Intervention de Muguette Dini

Réunion du 21 décembre 2009 à 14h30
Représentation devant les cours d'appel — Discussion d'un projet de loi

Photo de Muguette DiniMuguette Dini :

Monsieur le président, madame le garde des sceaux, mes chers collègues, aux termes de l’article L. 1231-1 du code du travail, le contrat de travail à durée indéterminée peut être rompu sur l’initiative de l’employeur ou du salarié.

Schématiquement, lorsque la rupture du contrat résulte de la volonté du salarié, il s’agit d’une démission. En revanche, celle qui résulte de l’initiative de l’employeur constitue un licenciement.

Le code du travail prévoit deux cas de licenciement : le licenciement pour motif personnel et le licenciement pour motif économique. Dans le premier cas, c’est le manquement du salarié qui est sanctionné. Dans le second, le licenciement est dicté par des difficultés économiques, la suppression ou la transformation d’emplois.

Vous l’avez compris, madame le garde des sceaux, je concentrerai mon propos sur le sort du personnel des études d’avoués. Ces salariés seront licenciés alors qu’ils n’ont pas commis de faute, alors qu’aucune raison économique ne l’impose. Les représentants des avoués emploient l’expression de « licenciement politique ».

M. le rapporteur parle, quant à lui, de « licenciement du fait de la loi », de « licenciement pour motif économique survenant en conséquence directe de la loi », ou encore de « licenciement venant en conséquence de la réforme ».

Au-delà de ces considérations sémantiques, ce sont, vous le savez, 1 650 salariés d’une moyenne d’âge de quarante-trois ans, dont 90 % de femmes – elles cumulent tous les handicaps ! –, qui se retrouveront en recherche d’emploi, dans un contexte économique plus que défavorable, contraints d’accepter une mobilité géographique et, surtout, une baisse de revenus.

Nous savons tous que les avocats, ployant déjà sous les charges patronales, se montrent peu enclins à embaucher du personnel supplémentaire, dont la qualification et la spécificité ne correspondent pas forcément à leur attente.

Le décompte établi par M. le rapporteur montre bien que la situation s’annonce critique pour une grande moitié de ces salariés, qui n’auront, au moment de leur licenciement, aucune perspective immédiate d’emploi.

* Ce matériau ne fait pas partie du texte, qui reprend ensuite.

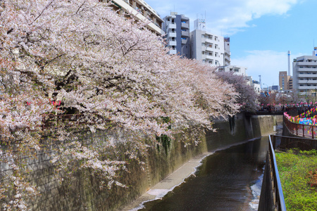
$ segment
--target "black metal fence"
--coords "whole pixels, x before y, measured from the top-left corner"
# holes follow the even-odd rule
[[[286,151],[294,148],[299,148],[301,151],[317,149],[316,139],[276,135],[271,135],[271,138],[274,149],[280,151]]]
[[[317,125],[304,124],[292,122],[285,116],[283,117],[284,125],[294,135],[317,139]]]
[[[258,210],[286,211],[278,165],[274,153],[275,148],[271,141],[272,136],[269,136],[268,151],[266,155],[266,165]]]

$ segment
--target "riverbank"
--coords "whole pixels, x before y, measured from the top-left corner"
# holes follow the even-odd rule
[[[276,125],[277,133],[280,133],[282,128],[282,122],[278,122],[278,125]],[[272,134],[273,132],[266,132],[263,134],[262,136],[267,136],[270,134]],[[247,140],[244,141],[241,141],[239,143],[230,144],[230,146],[227,146],[223,148],[218,148],[216,151],[224,150],[228,148],[230,148],[234,146],[240,145],[246,142],[254,141],[254,139],[252,139],[249,140]],[[198,156],[194,157],[192,160],[189,160],[187,162],[184,164],[174,172],[168,175],[165,179],[155,185],[151,189],[149,189],[147,193],[143,194],[141,197],[135,200],[133,203],[126,206],[122,210],[128,211],[128,210],[137,210],[138,209],[142,209],[144,207],[144,204],[147,202],[160,199],[163,198],[166,194],[168,192],[173,191],[174,188],[180,185],[184,182],[184,181],[191,177],[192,175],[195,175],[195,172],[197,172],[197,168],[201,165],[203,160],[212,155],[215,151],[205,153]],[[261,187],[261,185],[260,185]],[[261,188],[260,188],[261,191]],[[251,191],[251,190],[250,190]],[[254,203],[253,205],[254,207],[257,207],[256,203],[258,203],[259,200],[252,200],[251,203]],[[252,206],[251,206],[252,207]],[[250,208],[246,207],[246,209]]]
[[[173,191],[175,186],[183,183],[186,178],[194,176],[194,172],[201,164],[201,160],[211,154],[213,153],[205,153],[192,158],[122,210],[137,210],[138,208],[142,207],[143,203],[162,198]]]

Pour l’autre moitié, l’avenir se conjugue au conditionnel : 170 collaborateurs juristes bénéficieraient de passerelles vers d’autres professions, 350 salariés pourraient accompagner leur ancien employeur devenu avocat, 380 salariés seraient recrutés par le ministère de la justice et affectés aux greffes des juridictions, mais essentiellement dans le cadre d’emplois de catégorie B et C.

La présidente de la commission des affaires sociales que je suis s’est montrée attentive aux mesures de licenciement et d’accompagnement prévues pour ces 800 salariés assurément licenciés. Quelles sont-elles ? Des indemnités de licenciement plus élevées que celles qui sont prévues dans le cadre du régime légal de licenciement économique, fondées sur un mois de salaire par année d’ancienneté et directement versées par le fonds d’indemnisation créé à cet effet ; une convention de reclassement et d’accompagnement personnalisée ; une indemnité exceptionnelle de reconversion pour ceux des salariés qui trouveraient un nouvel emploi avant d’être licenciés.

Il se murmure ça et là que ces mesures sont plus que satisfaisantes. Je ne suis pas d’accord !

Avec plusieurs de mes collègues de l’Union centriste, j’ai déposé un amendement instaurant une indemnité exceptionnelle de reconversion d’un montant égal à l’indemnité majorée de licenciement. Ces salariés ne sont-ils pas tous contraints de renoncer à leur emploi ? Tous doivent donc bénéficier d’une indemnisation équivalente. Je regrette alors que nous nous soyons vu opposer l’irrecevabilité au titre de l’article 40 de la Constitution. Le législateur que nous sommes se doit de prévoir une juste indemnisation des salariés qui seront licenciés du fait de cette réforme.

Je terminerai mon développement par un point qui me semble fondamental : la période transitoire préalable à l’entrée en vigueur de cette nouvelle organisation.

Je ne partage pas l’analyse selon laquelle la réduction de cette période de transition permettrait d’humaniser la réforme en ne laissant personne dans l’incertitude. Une fois la loi votée, il n’y aura plus d’incertitude. Les avoués devront se reconvertir et les salariés se reclasser. Mais pour cela, il leur faut du temps. Et ce temps, le groupe de l’Union centriste est convaincu qu’il doit être au minimum d’une durée de deux ans.

Une nouvelle vie professionnelle, à marche forcée, ne se prépare pas en à peine huit mois.